Businesses should gain consent before placing cookies on customers' computers, according to new advice from the Information Commissioner's Office
Written by Tom Espiner, Contributor

Businesses should gain user consent for cookies that collect statistical information or remember user preferences, according to the UK privacy authority.

The advice was included in the Information Commissioner's Office's (ICO) cookie law guidance (PDF), published on Monday. Businesses cannot yet rely on consent via browser settings, so must find alternative ways of gaining consent for cookies that store information on users' machines, the advice stated.

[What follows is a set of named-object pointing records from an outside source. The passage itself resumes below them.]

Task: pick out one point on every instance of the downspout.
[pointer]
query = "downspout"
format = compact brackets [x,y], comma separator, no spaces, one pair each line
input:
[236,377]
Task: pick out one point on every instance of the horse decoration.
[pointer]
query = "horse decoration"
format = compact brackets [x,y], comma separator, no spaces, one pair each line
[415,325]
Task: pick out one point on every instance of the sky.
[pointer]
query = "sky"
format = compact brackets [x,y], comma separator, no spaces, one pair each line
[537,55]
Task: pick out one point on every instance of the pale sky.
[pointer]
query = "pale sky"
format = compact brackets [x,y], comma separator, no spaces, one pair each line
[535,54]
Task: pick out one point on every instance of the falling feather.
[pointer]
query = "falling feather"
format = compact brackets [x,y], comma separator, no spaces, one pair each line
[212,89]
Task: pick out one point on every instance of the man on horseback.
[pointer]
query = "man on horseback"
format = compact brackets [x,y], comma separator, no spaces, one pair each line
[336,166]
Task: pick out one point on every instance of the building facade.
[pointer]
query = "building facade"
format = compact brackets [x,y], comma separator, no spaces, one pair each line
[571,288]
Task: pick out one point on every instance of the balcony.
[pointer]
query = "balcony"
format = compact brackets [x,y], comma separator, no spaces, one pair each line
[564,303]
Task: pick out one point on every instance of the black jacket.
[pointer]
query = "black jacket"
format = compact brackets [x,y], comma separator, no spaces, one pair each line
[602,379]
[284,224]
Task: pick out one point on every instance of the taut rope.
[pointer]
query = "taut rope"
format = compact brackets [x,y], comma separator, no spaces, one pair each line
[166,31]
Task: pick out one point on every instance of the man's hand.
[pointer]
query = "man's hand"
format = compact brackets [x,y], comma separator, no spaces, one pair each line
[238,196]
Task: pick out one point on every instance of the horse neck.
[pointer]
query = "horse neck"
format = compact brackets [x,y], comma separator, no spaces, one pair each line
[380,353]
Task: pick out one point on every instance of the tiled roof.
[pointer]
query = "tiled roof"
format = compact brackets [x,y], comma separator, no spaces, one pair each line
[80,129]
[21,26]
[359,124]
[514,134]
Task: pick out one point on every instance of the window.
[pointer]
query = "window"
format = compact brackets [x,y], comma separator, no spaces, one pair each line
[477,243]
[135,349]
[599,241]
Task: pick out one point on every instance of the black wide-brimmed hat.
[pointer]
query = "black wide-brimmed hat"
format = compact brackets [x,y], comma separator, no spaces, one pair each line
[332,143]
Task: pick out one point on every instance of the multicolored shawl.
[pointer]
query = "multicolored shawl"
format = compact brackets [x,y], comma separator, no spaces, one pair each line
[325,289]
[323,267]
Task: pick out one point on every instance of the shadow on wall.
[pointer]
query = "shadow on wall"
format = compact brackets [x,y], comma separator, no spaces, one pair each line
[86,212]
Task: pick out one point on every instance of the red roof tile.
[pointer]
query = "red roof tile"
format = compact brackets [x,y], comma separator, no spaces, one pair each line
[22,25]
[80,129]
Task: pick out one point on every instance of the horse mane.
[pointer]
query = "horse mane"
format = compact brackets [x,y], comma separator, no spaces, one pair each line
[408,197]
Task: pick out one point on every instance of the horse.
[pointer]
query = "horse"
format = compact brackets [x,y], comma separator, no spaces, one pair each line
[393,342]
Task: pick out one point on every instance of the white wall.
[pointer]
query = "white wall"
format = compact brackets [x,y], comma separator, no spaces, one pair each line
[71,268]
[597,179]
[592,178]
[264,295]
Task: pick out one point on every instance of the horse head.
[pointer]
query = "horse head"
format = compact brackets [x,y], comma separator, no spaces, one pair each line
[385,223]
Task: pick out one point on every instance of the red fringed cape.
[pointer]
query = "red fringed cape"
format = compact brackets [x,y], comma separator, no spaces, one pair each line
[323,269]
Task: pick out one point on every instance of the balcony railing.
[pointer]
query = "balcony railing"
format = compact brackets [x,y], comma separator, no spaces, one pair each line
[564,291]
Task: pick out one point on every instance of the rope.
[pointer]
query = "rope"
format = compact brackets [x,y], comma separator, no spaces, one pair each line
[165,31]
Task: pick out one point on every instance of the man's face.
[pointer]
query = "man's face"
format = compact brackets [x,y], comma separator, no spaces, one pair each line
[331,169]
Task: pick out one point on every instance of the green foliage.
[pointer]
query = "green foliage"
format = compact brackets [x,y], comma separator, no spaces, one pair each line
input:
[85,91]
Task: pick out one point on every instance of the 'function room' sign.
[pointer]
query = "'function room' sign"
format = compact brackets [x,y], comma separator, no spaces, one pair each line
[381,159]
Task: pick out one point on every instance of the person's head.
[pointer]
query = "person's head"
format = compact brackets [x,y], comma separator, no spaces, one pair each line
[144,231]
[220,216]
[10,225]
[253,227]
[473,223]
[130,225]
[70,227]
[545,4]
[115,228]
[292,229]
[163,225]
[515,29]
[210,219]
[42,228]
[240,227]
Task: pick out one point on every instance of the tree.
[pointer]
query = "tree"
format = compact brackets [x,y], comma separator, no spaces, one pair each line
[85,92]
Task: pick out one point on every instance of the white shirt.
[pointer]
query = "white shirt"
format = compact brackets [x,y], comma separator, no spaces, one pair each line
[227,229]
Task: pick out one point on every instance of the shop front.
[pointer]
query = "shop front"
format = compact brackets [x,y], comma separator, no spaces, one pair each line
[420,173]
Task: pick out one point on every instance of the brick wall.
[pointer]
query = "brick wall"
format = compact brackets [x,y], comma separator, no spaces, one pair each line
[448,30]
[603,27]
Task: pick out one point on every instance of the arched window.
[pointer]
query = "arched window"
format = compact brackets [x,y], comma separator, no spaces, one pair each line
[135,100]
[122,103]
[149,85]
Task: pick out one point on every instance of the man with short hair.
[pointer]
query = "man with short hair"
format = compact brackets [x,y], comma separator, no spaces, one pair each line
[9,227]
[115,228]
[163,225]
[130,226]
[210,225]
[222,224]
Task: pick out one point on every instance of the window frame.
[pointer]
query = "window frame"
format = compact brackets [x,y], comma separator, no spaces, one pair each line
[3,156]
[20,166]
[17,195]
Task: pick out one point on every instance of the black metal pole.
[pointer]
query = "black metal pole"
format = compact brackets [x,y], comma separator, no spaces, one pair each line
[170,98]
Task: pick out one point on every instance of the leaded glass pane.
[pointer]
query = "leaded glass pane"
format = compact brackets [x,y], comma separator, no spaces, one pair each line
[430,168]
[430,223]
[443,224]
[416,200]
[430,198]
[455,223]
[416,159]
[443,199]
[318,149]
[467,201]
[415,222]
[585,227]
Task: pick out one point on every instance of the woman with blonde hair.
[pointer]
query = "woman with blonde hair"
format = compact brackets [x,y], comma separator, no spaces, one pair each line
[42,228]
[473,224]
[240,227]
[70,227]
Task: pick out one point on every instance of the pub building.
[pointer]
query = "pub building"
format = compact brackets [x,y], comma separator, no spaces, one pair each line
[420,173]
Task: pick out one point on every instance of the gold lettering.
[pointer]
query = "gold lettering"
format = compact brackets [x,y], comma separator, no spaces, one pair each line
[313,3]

The cookie guidance is for compliance with UK regulations that will come into force on 26 May. The law will not be enforced right away, but businesses need to take steps now to ensure future compliance, the ICO said.

"We want people to be moving towards websites being compliant, but measures don't have to be in place by 26 May," an ICO spokesman told ZDNet UK on Monday.

Changes to terms and conditions to gain user consent may only be compliant if websites also explicitly ask users for consent to use cookies, the guidance states. According to the ICO spokesman, the office will publish guidance on enforcement action "in the coming weeks".

Although the European Union set a deadline of 25 May for the implementation of its new web-tracking rules, and the UK transposition of those rules is supposed to take effect the following day, the Department for Culture, Media and Sport (DCMS) said in April that enforcement would be delayed "in the short term" while technical solutions are established for the gaining of consent.